By July 1st, Ohio law will require public school districts (charter and district) to establish a teacher evaluation policy. The evaluation policy must conform to a framework that depends half on student growth on test scores and half on classroom observations. Based on these measures, teachers will earn an overall rating: accomplished, proficient, developing, or ineffective.
In our recent survey of superintendents, Ohio’s teacher evaluation policy received mixed reviews. Nearly three out of four (73 percent) said that teacher evaluations would become accepted practice five years hence. And, 42 percent said that teacher evaluations would lead to “fundamental improvement” in the state’s K-12 school system. So, there’s modest optimism toward teacher evaluation.
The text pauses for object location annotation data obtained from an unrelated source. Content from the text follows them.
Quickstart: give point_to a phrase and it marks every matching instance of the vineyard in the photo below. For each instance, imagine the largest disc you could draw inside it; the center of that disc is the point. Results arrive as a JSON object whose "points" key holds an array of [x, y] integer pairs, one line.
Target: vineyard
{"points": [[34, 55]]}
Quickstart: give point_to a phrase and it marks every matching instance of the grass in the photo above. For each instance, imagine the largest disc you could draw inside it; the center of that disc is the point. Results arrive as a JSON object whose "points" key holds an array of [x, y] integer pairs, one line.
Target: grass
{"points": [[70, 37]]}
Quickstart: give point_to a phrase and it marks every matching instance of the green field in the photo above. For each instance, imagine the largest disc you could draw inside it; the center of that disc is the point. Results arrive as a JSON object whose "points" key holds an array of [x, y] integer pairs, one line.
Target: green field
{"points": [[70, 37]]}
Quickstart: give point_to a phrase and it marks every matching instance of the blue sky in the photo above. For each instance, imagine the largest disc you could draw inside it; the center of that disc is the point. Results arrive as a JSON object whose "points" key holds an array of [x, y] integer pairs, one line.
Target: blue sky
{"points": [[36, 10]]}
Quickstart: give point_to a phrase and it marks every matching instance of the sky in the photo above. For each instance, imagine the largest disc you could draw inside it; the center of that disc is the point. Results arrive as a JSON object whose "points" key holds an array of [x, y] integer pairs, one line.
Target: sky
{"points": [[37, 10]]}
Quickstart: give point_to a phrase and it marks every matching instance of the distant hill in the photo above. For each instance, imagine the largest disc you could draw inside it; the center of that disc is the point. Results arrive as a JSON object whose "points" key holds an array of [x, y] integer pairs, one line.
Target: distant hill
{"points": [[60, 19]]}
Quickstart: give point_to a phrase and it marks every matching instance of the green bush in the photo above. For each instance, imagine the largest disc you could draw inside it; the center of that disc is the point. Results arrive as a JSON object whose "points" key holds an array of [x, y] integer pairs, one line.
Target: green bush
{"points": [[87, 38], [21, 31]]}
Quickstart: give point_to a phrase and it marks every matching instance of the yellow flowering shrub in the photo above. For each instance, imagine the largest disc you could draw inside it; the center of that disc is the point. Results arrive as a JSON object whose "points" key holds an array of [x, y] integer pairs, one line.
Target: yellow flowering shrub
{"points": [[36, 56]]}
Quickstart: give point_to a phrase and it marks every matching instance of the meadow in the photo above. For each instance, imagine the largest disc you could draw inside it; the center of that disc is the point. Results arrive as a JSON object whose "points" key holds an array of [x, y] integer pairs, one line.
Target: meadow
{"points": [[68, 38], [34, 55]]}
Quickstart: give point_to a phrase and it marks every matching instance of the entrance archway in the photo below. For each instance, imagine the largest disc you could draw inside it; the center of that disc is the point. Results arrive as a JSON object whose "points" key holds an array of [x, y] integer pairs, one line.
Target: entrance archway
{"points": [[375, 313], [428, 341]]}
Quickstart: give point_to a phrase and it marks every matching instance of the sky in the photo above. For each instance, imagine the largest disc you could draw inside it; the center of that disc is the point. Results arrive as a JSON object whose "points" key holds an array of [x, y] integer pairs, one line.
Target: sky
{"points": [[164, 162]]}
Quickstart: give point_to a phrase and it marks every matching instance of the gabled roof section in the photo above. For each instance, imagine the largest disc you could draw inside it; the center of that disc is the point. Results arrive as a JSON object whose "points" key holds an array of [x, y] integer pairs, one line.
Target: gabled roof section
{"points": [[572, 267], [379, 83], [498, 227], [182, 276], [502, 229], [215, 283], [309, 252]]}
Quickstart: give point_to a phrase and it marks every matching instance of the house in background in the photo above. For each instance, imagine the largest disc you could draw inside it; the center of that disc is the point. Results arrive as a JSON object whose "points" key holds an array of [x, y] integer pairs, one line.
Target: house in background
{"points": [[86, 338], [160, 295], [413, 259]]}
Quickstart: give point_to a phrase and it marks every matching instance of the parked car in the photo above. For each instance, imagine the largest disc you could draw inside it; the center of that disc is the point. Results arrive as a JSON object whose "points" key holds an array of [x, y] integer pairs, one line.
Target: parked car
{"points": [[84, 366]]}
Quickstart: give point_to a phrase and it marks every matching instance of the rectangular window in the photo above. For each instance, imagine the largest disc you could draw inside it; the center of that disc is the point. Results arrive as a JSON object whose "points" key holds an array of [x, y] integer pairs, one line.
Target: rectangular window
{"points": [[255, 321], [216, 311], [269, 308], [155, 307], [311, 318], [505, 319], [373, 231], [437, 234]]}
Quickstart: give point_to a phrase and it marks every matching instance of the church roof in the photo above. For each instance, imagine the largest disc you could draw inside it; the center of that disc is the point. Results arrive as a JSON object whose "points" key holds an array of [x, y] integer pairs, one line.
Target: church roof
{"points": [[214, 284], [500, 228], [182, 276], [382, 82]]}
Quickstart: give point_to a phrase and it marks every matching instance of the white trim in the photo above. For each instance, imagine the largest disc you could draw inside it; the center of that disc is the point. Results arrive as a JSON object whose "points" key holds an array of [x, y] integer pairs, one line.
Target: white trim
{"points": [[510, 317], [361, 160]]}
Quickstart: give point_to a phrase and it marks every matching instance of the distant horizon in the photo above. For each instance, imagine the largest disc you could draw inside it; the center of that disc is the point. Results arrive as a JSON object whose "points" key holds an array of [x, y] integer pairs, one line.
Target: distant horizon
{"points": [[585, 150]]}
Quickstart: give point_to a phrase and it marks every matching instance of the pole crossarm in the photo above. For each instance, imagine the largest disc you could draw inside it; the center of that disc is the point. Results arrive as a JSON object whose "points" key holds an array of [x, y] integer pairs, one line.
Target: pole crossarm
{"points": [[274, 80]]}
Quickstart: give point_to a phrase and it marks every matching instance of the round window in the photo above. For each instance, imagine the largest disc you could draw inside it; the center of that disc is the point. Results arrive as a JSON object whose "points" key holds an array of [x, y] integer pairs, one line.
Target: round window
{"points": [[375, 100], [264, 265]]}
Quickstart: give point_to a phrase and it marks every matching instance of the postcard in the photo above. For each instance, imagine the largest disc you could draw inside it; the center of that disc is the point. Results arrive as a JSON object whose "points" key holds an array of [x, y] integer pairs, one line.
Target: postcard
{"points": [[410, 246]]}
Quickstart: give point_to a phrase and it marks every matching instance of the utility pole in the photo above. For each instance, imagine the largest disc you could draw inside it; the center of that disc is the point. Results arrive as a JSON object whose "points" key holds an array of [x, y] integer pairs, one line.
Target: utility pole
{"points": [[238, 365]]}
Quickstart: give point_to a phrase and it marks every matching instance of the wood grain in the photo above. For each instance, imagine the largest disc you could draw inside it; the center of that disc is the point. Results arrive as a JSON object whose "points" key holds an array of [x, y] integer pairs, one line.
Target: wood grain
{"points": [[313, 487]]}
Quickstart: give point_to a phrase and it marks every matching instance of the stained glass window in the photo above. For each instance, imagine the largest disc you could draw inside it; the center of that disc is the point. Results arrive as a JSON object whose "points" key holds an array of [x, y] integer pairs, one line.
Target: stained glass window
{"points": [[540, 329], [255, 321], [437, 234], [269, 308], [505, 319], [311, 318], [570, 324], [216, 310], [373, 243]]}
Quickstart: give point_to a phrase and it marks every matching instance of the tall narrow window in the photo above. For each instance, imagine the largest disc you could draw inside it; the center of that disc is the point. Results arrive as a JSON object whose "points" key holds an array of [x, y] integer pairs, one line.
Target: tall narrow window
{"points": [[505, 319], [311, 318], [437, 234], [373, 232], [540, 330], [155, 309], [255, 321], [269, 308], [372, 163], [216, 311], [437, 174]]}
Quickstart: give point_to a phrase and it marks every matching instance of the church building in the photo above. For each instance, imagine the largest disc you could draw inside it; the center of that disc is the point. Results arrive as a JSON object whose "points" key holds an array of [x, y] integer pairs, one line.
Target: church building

But there’s undeniable angst about the policy details. Nearly all superintendents (93 percent) think that there will be lawsuits when personnel decisions are based on Ohio’s evaluation framework. And nearly all (86 percent) think that the classroom observation mandate will “put too much pressure on principals.” One superintendent said
“It will over-tax the principals and render them useless. They will need to spend so much time on evaluations, they will not have time for anything else.”
When one looks at the Ohio Department of Education’s website, one can see from whence this sentiment emerges. For example, the “teacher evaluation resource packet,” which operationalizes the classroom observation portion of the policy, clocks in at 22 pages. By simple extrapolation, this suggests a small mountain of paperwork for a principal who supervises 20 teachers.